How the Older Persons Advocacy Network can help with aged care complaints.
Everyone has the right to provide feedback and make a complaint about aged care services they are receiving.
Making a complaint is not ‘being difficult’.
Aged care providers are required by the aged care standards to take all feedback and complaints seriously and provide mechanisms to receive and act on feedback and complaints in order to improve the services.
Most aged care providers do their best to provide quality care and services for older Australians. However, issues can occur, so we need to ensure that people can raise their concerns in a constructive and safe way.
Often the best way to have an issue resolved quickly is to raise it directly with the aged care provider.
If you feel comfortable, you should raise your concern with the staff or managers of your service provider first.
All service providers are required to have a complaints system in place. In most cases, you will be able to resolve your concern with them.
Making a complaint to the Aged Care Quality and Safety Commission
The role of the Aged Care Quality and Safety Commission is to protect and enhance the safety, health, wellbeing and quality of life of people receiving aged care.
The commission independently accredits, assesses and monitors aged care services subsidised by the Australian government. They also seek to resolve complaints about these services.
Through their engagement and education work they aim to build confidence and trust in aged care, empower consumers, support providers to comply with quality standards, and promote best practice service provision.
The commission has replaced the Australian Aged Care Quality Agency and the Aged Care Complaints Commissioner.
If discussing your concern directly with your aged care provider does not work or you don’t feel comfortable to do so (even with the support of an advocate), you can contact the Aged Care Quality and Safety Commission on 1800 951 822.
The commission can support you to resolve your concern with the service provider. They provide a free service for anyone to raise a concern or make a complaint about the quality of care or services provided to people receiving Australian government funded aged care. This may be aged care services people are receiving for help in their home or in an aged care home, including:
- residential aged care services, including permanent care and respite care
- Home Care Packages delivered on a Consumer Directed Care basis
- flexible care, where a person is receiving ‘residential care’ or ‘home care’; this includes services provided through transition care, innovative care or multi-purpose services (MPS)

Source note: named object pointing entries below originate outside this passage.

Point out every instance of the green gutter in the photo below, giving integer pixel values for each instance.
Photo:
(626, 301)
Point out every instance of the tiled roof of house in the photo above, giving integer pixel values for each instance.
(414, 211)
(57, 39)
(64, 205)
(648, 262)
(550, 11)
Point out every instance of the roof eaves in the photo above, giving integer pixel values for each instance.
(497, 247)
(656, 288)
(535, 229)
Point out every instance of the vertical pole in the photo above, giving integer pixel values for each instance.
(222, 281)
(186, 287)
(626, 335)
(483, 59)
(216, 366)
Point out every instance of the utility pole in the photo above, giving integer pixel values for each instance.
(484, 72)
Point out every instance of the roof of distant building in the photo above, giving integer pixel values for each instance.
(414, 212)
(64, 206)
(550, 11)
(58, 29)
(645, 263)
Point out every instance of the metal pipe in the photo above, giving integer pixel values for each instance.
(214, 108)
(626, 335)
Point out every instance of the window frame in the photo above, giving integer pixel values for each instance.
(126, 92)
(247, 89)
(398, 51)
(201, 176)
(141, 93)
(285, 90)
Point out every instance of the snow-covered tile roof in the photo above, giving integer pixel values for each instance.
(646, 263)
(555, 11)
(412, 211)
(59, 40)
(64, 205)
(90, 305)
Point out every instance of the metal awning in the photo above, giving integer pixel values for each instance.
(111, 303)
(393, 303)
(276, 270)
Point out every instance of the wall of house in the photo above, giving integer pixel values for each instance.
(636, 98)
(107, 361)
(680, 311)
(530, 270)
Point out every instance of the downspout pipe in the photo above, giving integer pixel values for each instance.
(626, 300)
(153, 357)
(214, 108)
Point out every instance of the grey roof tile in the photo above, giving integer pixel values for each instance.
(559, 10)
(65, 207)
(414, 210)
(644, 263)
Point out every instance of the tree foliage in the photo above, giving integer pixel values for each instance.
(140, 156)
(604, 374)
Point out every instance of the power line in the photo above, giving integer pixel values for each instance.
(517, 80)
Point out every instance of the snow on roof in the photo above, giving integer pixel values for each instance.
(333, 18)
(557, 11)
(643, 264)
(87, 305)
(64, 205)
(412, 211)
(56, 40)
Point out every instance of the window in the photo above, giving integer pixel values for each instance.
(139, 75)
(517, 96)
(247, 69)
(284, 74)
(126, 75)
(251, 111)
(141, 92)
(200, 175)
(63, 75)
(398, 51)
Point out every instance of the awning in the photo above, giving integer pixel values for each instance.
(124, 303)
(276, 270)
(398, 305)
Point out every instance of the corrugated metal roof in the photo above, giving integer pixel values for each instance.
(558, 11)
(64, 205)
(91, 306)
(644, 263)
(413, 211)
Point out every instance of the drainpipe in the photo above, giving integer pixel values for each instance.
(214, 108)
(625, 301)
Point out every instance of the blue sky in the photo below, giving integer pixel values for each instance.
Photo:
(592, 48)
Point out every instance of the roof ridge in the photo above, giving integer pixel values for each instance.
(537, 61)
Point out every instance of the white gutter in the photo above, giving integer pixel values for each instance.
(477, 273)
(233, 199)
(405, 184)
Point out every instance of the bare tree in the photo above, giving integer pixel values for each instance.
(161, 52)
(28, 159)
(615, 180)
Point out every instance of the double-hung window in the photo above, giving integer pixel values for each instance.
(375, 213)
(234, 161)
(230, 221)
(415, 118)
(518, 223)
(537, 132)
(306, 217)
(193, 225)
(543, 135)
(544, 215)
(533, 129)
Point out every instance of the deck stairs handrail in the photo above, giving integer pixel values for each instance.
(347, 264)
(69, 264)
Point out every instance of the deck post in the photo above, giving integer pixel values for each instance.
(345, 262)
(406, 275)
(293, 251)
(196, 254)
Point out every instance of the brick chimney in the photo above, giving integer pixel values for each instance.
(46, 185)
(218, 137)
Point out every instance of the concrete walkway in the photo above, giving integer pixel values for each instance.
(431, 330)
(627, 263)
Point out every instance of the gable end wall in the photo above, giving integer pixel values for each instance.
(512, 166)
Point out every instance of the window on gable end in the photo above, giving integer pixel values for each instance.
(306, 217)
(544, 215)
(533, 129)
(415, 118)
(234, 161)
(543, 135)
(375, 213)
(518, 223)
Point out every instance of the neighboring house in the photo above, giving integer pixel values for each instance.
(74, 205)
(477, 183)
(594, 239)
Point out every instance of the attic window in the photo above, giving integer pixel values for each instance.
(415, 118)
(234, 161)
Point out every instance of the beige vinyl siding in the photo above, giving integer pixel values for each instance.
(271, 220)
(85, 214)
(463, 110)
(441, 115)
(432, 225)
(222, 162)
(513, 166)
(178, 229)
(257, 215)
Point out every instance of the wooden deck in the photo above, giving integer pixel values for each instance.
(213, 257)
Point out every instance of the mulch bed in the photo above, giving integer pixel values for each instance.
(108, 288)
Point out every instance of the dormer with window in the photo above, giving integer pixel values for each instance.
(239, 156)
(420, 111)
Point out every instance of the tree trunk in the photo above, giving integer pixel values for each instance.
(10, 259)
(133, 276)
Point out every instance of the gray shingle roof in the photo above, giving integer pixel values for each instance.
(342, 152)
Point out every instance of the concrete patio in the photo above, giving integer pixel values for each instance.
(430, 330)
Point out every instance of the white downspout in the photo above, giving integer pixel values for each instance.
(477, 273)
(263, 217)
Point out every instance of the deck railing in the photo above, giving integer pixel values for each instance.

- Commonwealth Home Support Program (CHSP)
- National Aboriginal and Torres Strait Islander Flexible Aged Care Program.
The Older Persons Advocacy Network (OPAN) can continue to provide you with advocacy support alongside the ongoing process of submitting a complaint through the commission. OPAN can also assist with you making the complaint to the commission at your direction.
Have you ever had to make a complaint about aged care? Was it resolved adequately?